Yaşadığımız afetin toplumsal cinsiyet eşitliğinde bizi daha fazla geriye düşürmesine izin vermemeliyiz. Sosyal ve ekonomik anlamda güçlendirilmiş, toplumsal eşitliklerin sağlandığı toplum refahı yaratmak bölge halkına karşı en büyük sorumluluğumuz. Bunun için öncelikle bölgede yaşayan herkesin tekrar iş ortamına, eğitime, sosyal yaşama ve günlük rutinine dâhil olabilmeleri için psikolojik rehabilitasyonlarını sağlamalıyız. İyi ve güvende olduklarını hissetmeleri için elimizden geleni yapmalıyız” diye konuştu.
“Kırılgan Gruplara İstihdam Güvencesi”
Edin, orta ve uzun vadede kadınlar, engelliler, gençler gibi kırılgan gruplara istihdam güvencesi yaratmak için tüm imkanların ortaya koyulması gerekliliği vurguladı: “Bu sayede işverenin haksız feshine karşı çalışan iş sürekliliğiyle korunmuş olur. Buna ek olarak kırılgan gruplar, kariyer gelişimlerine yönelik yetkinlik artırıcı eğitimlerle mutlaka desteklenmelidir. İş imkanı yaratmak tek gayemiz olamaz.

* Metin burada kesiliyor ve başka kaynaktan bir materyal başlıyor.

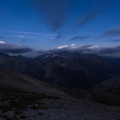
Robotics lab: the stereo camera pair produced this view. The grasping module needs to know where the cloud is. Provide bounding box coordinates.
[73,0,108,28]
[0,40,5,44]
[50,44,120,57]
[71,36,90,40]
[102,27,120,37]
[0,43,32,54]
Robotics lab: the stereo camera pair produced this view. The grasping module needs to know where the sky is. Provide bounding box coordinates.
[0,0,120,54]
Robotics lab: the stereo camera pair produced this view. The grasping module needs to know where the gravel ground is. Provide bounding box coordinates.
[0,99,120,120]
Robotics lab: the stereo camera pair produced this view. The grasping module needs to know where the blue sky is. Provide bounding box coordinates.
[0,0,120,50]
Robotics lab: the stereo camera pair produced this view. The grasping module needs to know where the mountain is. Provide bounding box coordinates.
[0,69,65,96]
[0,51,119,88]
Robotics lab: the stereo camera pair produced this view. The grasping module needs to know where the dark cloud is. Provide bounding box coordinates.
[71,36,90,40]
[74,0,108,28]
[99,46,120,54]
[51,44,120,57]
[102,28,120,37]
[0,44,32,54]
[108,39,120,42]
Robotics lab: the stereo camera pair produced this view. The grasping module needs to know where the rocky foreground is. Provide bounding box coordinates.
[0,87,120,120]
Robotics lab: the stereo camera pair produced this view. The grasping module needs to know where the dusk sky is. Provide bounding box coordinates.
[0,0,120,55]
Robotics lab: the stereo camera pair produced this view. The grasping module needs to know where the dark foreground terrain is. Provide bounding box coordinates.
[0,71,120,120]
[0,86,120,120]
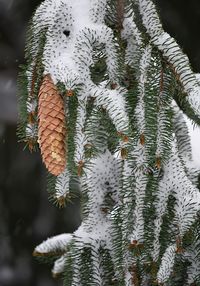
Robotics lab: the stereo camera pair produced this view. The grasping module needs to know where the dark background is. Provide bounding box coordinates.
[0,0,200,286]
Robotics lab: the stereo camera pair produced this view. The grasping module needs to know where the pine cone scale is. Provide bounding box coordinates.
[38,75,66,176]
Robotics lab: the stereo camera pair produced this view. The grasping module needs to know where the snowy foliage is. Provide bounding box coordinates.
[18,0,200,286]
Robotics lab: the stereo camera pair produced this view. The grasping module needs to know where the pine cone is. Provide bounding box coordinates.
[38,75,66,176]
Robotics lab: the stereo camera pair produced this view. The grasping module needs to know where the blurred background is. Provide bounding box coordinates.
[0,0,200,286]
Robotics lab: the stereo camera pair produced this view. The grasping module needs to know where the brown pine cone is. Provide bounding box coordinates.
[38,75,66,176]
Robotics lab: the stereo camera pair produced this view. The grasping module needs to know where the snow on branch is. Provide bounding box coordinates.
[157,245,176,283]
[138,0,200,118]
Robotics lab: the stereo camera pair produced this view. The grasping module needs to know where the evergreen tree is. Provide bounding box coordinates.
[19,0,200,286]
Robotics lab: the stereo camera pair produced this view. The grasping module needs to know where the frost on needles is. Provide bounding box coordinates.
[19,0,200,286]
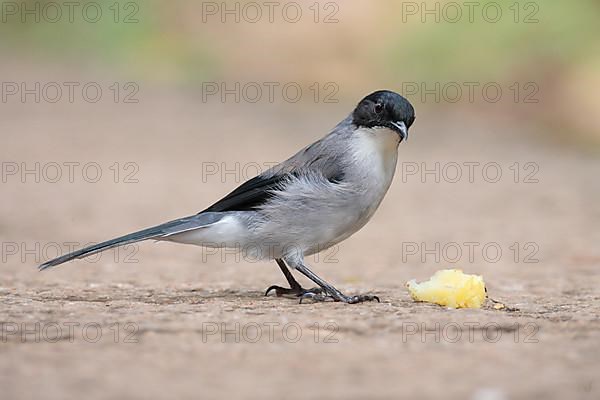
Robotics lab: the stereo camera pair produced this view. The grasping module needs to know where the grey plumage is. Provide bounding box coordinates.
[39,91,414,302]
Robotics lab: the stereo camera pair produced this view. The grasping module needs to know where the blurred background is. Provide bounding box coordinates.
[0,0,600,399]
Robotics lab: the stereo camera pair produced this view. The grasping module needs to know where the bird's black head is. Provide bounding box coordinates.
[352,90,415,140]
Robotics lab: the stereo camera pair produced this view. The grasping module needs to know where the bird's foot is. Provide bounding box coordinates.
[300,291,381,304]
[265,285,323,298]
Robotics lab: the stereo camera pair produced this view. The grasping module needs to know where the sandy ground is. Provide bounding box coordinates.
[0,92,600,399]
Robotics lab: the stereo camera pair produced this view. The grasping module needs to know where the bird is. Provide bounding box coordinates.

Ülkemizin halihazırda mücadele verdiği, kız çocuklarının eğitime kazandırılması şimdi başka boyutuyla karşımızda. Eğitimde fırsat eşitliğini koruyarak bir tek çocuğumuzun dahi eğitimden geri kalmaması için seferber olmalıyız. Bilime her zamankinden daha çok ihtiyacımız var. Çocuklarımıza bilim, teknoloji, mühendislik ve matematik alanında en iyi eğitimi ulaştırmayı kendimize görev edinmeliyiz.”